Pegloticase (Recombinant PEGylated Uricase — Refractory Gout)
Brand names: Krystexxa
Pegloticase is a specialist intravenous recombinant PEGylated uricase used in the treatment of severe, debilitating chronic refractory gout in adults whose disease has not responded to conventional urate-lowering therapy.
ClinCalc Pro is rebuilding its dose data from primary open sources — the manufacturer SmPC (eMC), the WHO Model Formulary and other official references — under clinician review. This drug's structured dose is not yet published here.
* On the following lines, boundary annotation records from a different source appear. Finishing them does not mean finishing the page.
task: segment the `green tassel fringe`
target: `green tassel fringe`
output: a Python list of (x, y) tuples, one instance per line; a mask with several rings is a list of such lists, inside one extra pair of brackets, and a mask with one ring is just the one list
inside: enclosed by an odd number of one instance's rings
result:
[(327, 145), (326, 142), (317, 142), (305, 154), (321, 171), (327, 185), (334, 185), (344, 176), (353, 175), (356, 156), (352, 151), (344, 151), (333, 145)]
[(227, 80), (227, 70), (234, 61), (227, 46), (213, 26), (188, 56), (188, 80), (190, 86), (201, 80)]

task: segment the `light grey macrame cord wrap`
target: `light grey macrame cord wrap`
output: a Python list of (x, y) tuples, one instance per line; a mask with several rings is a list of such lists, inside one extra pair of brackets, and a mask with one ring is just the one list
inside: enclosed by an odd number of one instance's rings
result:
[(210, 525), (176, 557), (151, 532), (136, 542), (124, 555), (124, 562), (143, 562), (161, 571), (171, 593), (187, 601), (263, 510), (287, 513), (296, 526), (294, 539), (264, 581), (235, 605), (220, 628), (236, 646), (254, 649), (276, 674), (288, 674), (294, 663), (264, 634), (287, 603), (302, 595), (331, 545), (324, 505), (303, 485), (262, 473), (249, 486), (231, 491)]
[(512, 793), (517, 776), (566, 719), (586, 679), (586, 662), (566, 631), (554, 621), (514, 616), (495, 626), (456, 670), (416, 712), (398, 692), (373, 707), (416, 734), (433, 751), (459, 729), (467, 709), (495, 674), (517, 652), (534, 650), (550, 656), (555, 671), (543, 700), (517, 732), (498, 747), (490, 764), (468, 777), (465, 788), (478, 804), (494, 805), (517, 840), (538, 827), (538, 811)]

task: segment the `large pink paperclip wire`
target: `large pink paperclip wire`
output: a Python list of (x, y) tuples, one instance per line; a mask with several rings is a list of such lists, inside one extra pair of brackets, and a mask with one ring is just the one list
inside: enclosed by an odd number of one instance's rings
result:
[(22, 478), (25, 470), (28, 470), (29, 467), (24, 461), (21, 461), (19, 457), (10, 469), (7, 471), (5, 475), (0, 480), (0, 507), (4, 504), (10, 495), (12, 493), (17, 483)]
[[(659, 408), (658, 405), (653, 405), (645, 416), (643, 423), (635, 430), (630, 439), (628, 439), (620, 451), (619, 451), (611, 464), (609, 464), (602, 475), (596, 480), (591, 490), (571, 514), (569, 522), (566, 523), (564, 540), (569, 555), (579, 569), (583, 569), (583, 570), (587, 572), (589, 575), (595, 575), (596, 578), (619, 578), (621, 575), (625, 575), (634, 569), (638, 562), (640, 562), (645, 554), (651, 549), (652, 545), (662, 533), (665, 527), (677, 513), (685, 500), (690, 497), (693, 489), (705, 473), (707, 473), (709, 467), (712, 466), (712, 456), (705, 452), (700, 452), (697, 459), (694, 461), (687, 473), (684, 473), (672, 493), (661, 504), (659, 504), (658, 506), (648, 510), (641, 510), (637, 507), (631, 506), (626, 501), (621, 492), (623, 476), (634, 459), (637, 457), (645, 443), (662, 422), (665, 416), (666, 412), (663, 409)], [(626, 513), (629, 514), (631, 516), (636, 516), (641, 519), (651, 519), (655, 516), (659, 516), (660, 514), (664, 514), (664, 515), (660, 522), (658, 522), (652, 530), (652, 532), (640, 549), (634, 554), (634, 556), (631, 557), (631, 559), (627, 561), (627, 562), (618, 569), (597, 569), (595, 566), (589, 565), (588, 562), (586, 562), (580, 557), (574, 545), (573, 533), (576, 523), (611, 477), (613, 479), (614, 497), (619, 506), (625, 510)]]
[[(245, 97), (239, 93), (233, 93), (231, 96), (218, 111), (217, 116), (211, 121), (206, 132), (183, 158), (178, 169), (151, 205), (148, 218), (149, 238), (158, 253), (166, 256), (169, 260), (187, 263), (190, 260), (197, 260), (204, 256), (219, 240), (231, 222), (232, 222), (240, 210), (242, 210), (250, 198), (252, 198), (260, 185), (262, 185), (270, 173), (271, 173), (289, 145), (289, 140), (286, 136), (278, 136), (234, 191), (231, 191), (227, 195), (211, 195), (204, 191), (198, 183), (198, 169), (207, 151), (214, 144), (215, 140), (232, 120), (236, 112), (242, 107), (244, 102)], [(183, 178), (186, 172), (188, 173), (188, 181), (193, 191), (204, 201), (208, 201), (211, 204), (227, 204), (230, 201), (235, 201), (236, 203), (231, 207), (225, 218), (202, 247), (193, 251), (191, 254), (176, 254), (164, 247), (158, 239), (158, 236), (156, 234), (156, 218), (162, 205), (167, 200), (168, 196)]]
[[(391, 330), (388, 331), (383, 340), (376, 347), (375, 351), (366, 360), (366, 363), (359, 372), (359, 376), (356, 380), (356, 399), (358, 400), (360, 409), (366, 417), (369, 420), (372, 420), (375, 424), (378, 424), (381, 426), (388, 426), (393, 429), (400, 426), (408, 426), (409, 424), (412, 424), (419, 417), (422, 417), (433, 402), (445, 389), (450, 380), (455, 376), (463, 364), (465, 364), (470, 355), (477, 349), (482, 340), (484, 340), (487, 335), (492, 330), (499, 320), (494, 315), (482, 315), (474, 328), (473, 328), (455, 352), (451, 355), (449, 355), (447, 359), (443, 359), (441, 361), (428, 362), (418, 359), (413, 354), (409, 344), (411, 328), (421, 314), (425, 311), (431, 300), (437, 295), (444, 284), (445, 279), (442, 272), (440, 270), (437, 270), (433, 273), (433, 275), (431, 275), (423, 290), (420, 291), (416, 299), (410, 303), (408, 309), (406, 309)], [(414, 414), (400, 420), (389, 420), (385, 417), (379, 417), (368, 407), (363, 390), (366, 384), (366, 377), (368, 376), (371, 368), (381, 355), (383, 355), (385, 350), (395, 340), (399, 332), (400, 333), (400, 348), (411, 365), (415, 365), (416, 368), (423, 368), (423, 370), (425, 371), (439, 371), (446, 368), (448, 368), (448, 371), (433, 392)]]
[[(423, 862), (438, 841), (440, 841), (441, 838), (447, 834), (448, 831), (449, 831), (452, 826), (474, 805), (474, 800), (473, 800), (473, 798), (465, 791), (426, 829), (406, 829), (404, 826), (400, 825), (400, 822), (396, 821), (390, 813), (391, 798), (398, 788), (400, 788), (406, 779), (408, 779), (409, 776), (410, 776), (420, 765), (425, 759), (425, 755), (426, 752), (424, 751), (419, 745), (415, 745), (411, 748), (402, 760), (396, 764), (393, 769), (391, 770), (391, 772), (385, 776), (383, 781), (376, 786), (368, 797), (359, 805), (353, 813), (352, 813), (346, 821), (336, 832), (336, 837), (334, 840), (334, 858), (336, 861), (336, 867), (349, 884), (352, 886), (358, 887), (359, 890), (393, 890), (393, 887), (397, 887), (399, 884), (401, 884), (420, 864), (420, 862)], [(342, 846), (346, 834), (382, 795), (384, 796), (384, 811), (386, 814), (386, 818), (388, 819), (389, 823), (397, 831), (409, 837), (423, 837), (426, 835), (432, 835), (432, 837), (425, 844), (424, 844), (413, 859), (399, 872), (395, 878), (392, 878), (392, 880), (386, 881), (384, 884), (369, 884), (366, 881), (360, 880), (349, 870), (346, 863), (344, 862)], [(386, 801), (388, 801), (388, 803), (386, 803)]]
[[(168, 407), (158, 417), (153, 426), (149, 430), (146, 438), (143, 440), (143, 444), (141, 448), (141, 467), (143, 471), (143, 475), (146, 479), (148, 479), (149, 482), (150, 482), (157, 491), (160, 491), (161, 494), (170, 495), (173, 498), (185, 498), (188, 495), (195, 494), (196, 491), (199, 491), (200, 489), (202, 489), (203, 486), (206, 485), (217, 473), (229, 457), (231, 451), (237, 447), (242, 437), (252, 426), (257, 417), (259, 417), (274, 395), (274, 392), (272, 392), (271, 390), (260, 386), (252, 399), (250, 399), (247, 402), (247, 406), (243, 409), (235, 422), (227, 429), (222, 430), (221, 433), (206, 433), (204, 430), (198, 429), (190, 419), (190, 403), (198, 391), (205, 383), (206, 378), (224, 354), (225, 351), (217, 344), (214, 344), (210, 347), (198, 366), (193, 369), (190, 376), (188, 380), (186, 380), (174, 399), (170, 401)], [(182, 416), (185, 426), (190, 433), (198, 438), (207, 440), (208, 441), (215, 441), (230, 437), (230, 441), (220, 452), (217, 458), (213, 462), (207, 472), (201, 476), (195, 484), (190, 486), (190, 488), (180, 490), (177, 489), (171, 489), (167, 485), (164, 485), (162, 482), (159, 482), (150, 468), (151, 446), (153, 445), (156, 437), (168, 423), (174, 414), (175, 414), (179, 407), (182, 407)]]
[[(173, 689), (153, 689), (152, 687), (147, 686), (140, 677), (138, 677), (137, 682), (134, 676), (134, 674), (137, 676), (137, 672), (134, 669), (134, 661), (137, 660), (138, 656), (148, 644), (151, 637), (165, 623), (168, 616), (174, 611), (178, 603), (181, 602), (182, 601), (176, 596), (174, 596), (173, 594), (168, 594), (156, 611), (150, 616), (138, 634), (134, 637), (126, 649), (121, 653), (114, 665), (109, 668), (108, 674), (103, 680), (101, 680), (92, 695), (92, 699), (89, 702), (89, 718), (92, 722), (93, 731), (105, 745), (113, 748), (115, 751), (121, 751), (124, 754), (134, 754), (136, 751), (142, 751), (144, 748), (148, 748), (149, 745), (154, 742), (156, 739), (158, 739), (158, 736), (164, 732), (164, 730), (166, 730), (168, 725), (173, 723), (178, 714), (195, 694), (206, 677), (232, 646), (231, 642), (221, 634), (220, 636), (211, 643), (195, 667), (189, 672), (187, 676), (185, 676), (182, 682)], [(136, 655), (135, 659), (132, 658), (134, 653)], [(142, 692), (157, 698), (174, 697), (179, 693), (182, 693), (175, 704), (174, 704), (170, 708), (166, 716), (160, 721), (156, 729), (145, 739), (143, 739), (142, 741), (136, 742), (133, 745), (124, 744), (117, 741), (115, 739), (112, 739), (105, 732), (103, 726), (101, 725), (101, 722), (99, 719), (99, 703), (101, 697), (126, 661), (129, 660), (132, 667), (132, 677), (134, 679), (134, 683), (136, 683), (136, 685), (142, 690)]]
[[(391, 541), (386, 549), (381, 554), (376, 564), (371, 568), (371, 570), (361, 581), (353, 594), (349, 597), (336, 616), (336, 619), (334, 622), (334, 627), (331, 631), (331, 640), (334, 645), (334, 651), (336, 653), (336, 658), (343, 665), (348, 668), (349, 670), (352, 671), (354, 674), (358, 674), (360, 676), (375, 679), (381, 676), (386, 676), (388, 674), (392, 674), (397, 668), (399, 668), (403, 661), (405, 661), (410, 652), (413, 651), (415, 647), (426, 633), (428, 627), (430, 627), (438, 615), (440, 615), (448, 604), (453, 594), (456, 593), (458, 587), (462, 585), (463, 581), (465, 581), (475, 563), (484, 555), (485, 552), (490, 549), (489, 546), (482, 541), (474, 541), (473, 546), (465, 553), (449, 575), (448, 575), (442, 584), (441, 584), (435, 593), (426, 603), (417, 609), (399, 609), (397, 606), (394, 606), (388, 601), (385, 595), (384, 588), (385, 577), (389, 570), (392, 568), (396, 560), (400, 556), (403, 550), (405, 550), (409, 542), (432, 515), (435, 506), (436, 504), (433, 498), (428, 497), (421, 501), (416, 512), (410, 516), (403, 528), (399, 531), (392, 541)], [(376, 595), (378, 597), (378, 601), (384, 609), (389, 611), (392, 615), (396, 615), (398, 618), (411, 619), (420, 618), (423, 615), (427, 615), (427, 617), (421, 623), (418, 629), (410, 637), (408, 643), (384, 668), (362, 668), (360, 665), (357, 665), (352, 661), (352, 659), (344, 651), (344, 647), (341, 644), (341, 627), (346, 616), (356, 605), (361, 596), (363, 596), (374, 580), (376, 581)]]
Confirm all doses against the product SmPC and your local formulary before prescribing.
Clinical monograph
How it works
It is a pegylated recombinant uricase enzyme that catalyses the oxidation of uric acid to allantoin, a more soluble and readily excreted compound, thereby rapidly lowering serum urate.
Prescribing in practice
- Anaphylaxis and infusion reactions can occur, so it must be given under specialist supervision with premedication and resuscitation facilities, and discontinued if serum urate rises persistently as this signals loss of response and increased reaction risk.
- It is contraindicated in glucose-6-phosphate dehydrogenase (G6PD) deficiency owing to the risk of haemolysis and methaemoglobinaemia, so screen high-risk patients beforehand.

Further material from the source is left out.